Orange County, CA — On April 15, 2016, the Los Angeles County Superior Court agreed with Jason Puleo and William Adams, two formerly homeless veterans, and the non-profit Kennedy Commission (Petitioners), represented by PILP’s California Affordable Housing Law Project, the Public Law Center (PLC), and Jones Day, that the City of Huntington Beach must “immediately comply with the judgment and writ of mandate and to cease enforcing, administering or implementing the [BECSP Amendment].” See Order Enforcing Judgment.
The BECSP Amendment effectively blocked any low-cost housing in the City, imposing a development cap, burdensome parking, setback, height, and use restrictions, and costly and time-consuming discretionary permit requirements. “This year-long effort to force the city to simply comply with state law and its own Housing Element, the ‘Constitution’ for development, reminds all of us that we must remain vigilant and be prepared to fight efforts to block affordable housing.” said PLC staff attorney Sarah Gregory.
“Although this Superior Court decision…is a win for affordable housing in Huntington Beach, our work to ensure veterans and other vulnerable individuals can continue to call Orange County home will continue”
-Sarah Gregory, PLC staff attorney
The Huntington Beach City Council adopted the BECSP Amendment on May 4, 2015, despite months of efforts by the Kennedy Commission and the two displaced veterans, who had been forced to leave Huntington Beach due to the lack of affordable housing in the city. The City of Huntington Beach had refused to comply with previous court orders, continued to enforce the BECSP Amendment, and appealed a January 20, 2016 judgment in favor of the Petitioners.
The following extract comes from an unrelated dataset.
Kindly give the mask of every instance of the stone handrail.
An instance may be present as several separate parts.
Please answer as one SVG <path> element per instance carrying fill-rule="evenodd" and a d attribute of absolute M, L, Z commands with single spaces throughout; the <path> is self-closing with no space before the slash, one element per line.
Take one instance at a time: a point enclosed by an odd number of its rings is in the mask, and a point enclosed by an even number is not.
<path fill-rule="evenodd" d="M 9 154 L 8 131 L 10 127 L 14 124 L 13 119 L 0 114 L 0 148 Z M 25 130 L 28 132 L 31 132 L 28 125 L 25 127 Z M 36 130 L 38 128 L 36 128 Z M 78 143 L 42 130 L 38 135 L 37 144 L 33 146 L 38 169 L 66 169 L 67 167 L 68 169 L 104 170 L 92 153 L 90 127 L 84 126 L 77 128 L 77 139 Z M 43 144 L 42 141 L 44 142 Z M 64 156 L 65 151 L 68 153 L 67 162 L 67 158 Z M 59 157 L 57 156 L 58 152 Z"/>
Petitioners sought to force Huntington Beach to implement its state-approved General Plan Housing Element, which was approved by the California Department of Housing and Community Development in 2013. The General Plan Housing Element–referred to as the “Constitution” for all planning and development within the city–allowed for the development of high-density low-cost housing by-right along the city’s Beach-Edinger commercial corridor in order to accommodate the city’s housing needs for low-income residents. Sarah Gregory said, “Although this Superior Court decision on the BECSP Amendment is a win for affordable housing in Huntington Beach, our work to ensure veterans and other vulnerable individuals can continue to call Orange County home will continue in earnest.”